The major limitation is that the script assumes there is exactly one word per line. c[$1]++ just increments the occurrence of the first field of each line.

The question didn't mention anything about the number of words in a line, so I'd assume this wasn't the intention - you need to go through each word in a line. Also, what about empty lines? With an empty line, $1 will be the empty string, so your script will end up counting "empty" words (which it will happily show as part of the output).

In awk, the number of fields in a line is stored in the built-in variable NF; thus it is easy to write code to loop through the words and increment the corresponding count (and it has the nice side effect of implicitly ignoring lines without words).

So, I would do something like this instead:

find . -type f -exec cat '{}' \; | awk '{ for (i = 1; i <= NF; i++) w[$i]++ } END { for (i in w) printf("%-10s %10d\n", i, w[i]) }'

I removed the directory names constraints in the argument to find(1) for the sake of conciseness, and to make it more general.

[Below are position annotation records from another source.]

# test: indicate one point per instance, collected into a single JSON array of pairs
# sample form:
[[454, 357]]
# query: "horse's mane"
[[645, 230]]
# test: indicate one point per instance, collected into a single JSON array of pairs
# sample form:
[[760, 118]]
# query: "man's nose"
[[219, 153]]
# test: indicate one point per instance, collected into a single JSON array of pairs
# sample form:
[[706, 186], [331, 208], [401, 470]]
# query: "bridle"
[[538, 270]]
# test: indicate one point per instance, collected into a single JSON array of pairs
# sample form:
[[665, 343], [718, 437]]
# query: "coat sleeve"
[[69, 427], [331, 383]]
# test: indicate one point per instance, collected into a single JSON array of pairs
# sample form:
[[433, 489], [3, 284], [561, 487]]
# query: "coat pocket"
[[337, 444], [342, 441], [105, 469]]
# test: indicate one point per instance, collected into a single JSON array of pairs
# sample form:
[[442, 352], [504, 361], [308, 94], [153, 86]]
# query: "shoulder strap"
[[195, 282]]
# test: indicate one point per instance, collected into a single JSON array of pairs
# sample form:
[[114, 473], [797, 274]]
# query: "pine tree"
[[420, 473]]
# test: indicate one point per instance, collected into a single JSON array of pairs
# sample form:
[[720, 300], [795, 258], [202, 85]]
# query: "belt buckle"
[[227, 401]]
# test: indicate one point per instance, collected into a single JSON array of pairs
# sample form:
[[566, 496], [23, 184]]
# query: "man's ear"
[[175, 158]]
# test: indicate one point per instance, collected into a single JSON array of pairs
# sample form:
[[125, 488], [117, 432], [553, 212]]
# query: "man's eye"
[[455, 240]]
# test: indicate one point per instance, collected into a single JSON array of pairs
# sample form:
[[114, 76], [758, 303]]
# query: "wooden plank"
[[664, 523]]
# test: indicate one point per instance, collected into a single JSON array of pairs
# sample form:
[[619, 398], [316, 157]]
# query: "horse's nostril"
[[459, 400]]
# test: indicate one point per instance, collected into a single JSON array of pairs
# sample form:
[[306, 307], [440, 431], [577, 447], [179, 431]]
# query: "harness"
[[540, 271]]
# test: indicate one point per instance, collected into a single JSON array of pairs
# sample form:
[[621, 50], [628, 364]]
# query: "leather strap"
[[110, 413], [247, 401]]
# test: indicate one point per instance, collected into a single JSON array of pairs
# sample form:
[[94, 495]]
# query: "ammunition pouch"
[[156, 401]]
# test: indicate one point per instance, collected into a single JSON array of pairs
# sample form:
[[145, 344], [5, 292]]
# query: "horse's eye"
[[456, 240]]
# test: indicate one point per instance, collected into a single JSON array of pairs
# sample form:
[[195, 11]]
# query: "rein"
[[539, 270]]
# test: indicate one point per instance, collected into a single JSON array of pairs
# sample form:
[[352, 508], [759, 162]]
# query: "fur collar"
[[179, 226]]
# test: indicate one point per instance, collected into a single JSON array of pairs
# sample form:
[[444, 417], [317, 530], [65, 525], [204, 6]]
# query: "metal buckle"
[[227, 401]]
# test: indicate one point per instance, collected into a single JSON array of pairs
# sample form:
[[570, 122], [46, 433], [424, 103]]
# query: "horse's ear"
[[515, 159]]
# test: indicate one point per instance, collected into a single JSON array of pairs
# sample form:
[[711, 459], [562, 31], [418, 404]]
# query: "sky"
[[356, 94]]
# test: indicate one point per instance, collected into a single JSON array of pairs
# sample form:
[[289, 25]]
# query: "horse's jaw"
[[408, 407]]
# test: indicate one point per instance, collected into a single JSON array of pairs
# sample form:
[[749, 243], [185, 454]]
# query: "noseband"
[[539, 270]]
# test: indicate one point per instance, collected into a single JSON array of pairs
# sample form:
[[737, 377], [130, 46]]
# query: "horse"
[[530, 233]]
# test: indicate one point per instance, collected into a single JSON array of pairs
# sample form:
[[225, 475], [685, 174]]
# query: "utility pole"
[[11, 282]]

This is (probably) the main issue with your solution, but the question is (intentionally) vague and there are many things left to discuss:

• Is it case-sensitive? This solution treats World and world as different words. Is this desired?
• What about punctuation? Should hello and hello! be treated as the same word? What about commas? That is, do we need to parse and ignore punctuation?
• Speaking of which - what about things like what's vs. what? Do we consider them different words? And it's vs. its? English is tricky!
• Most important of all (and related to the points above), what exactly defines a word? We assumed a word is a sequence of non-blanks (the default in awk). Is this accurate?
• If there are no words in the input, what do we do? This solution prints nothing - maybe we should print a warning message?
• Is there a fixed number of words in a line? Or is it arbitrary? (E.g. if there's exactly one word per line, your solution would be enough)

FWIW, always remember that your success in an interview is not a binary yes/no. It's not like: Oops, you can't do X, so I'm going to reject you. Or: Oops, wrong answer, you're out. More important than the answer is the process that gets you there, and whether or not you are aware of (a) the assumptions you made; and (b) your solution's limitations. The questions above show ability to consider edge cases, ability to clarify assumptions and requirements, etc, which is way more important than getting the "right" script (and probably there's no such thing as The Right Script).